Erst als Kulturstättenchef Bodo Elze anfing zu bohren, wurde die Sache konkreter. 1998 saß man in der Brauerei zusammen, die Stagat-Brüder mittenmang, "jeder hat gesagt, was er machen will, damit wir wieder in die Gänge kommen." Ohne Dittmar Dzemski wäre dies freilich schwierig geworden: Der Boxtrainer, der damals den Glauziger (heute Görziger) Nachwuchs schon zu neuen Höhenflügen geführt hatte, erwies sich für das Köthener Boxen als wichtiger Geburtshelfer.
Und es war eine schwere Geburt: "Wir hatten ja keine Sportler", lacht Stagat. "Die mussten wir erst finden." So wurde eifrig getrommelt - und mit Erfolg: Am Tag X waren doch zwei, drei neugierige Kinder da. Die Keimzelle für den späteren Erfolg war noch sehr klein.

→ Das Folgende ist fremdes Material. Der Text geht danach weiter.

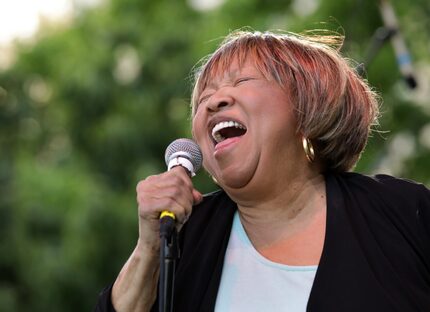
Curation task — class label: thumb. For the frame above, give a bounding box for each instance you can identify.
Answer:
[193,189,203,205]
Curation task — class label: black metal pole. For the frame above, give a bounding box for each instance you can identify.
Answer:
[158,218,179,312]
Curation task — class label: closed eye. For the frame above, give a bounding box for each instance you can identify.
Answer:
[234,77,254,86]
[198,94,212,105]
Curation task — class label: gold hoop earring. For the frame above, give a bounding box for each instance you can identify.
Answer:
[302,137,315,163]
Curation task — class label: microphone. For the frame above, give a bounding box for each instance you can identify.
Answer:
[160,139,203,228]
[380,0,417,89]
[158,139,203,312]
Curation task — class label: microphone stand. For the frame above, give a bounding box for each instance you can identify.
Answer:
[158,217,179,312]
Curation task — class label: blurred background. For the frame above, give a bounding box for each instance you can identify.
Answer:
[0,0,430,312]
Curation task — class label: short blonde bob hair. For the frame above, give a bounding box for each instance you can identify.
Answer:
[191,30,378,172]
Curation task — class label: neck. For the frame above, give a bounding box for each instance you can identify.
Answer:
[233,174,326,255]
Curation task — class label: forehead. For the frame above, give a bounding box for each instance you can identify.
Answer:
[197,53,268,93]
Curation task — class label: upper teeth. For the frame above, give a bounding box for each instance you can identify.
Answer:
[212,121,246,143]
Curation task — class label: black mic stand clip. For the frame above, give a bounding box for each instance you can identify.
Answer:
[158,217,179,312]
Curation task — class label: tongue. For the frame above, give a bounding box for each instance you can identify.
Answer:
[219,127,246,139]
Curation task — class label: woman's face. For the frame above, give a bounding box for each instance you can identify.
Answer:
[193,60,306,195]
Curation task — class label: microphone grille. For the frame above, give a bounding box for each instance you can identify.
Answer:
[164,138,203,173]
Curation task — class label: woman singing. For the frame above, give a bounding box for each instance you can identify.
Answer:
[96,31,430,312]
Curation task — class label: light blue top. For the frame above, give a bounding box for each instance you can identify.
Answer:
[215,212,318,312]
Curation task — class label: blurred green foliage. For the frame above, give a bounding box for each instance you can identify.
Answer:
[0,0,430,312]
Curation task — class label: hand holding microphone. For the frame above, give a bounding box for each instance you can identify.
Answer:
[136,139,202,256]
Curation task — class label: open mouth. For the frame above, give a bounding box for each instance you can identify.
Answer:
[212,121,246,145]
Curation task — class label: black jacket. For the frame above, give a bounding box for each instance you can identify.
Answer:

Und hat sich zu einer festen Größe im sachsen-anhaltischen Boxsport ausgewachsen. Was umso erstaunlicher ist, wenn man die Basis ansieht, auf der der Erfolg wächst. Genau betrachtet, ist der Boxsport in Köthen nämlich Familiensache. Ralf und Uwe Stagat sowie "Ziehsohn" Jens Wenzel sorgen für die Trainingsarbeit, für die Vorbereitung auf Wettkämpfe und Trainingslager. Ralf erledigt den ganzen bürokratischen Kram. Wenn in Köthen zu Box-Veranstaltungen eingeladen wird, dann bauen Stagats und Wenzel mit den Box-Jungs den Ring auf. Vater Hans-Jürgen Stagat sitzt an der Kasse, Ralf Stagats Frau Viola schreibt die Protokolle, Nichte Juliane macht als Nummerngirl eine gute Figur im
Ring, was zuvor Ralf Stagats Tochter Eileen getan hat, die heute in Frankreich studiert, Uwe Stagats Frau Cornelia ist mit den Cheerleaders des Kukakö im Rahmenprogramm mit von der Partie - hier wirken alte Verbindungen, denn auch Uwe war jahrelang dem Karneval eng verbunden, musste aber im Vorjahr aus Zeitgründen schweren Herzens die Narrenkappe an den Nagel hängen. Auch Ralf Stagats Sohn Steven, selbst ehemals Boxer, hilft mit, wenn er im Lande ist. Und Mutter Anni darf als moralische Stütze auch nicht fehlen. Die kleine Crew bedeutet auch, dass man in Köthen nicht der Box-Gigantomanie verfallen wird. "Wir wollen die Abteilung nicht zur großen Truppe aufblasen. Wer zu uns kommt, muss sich dem Leistungssport verschreiben. Muss viel Trainingsstress aushalten können, sich diszipliniert nach dem Sport ausrichten. Nur wenn er das aushält, kann er ganz nach oben aufs Treppchen kommen."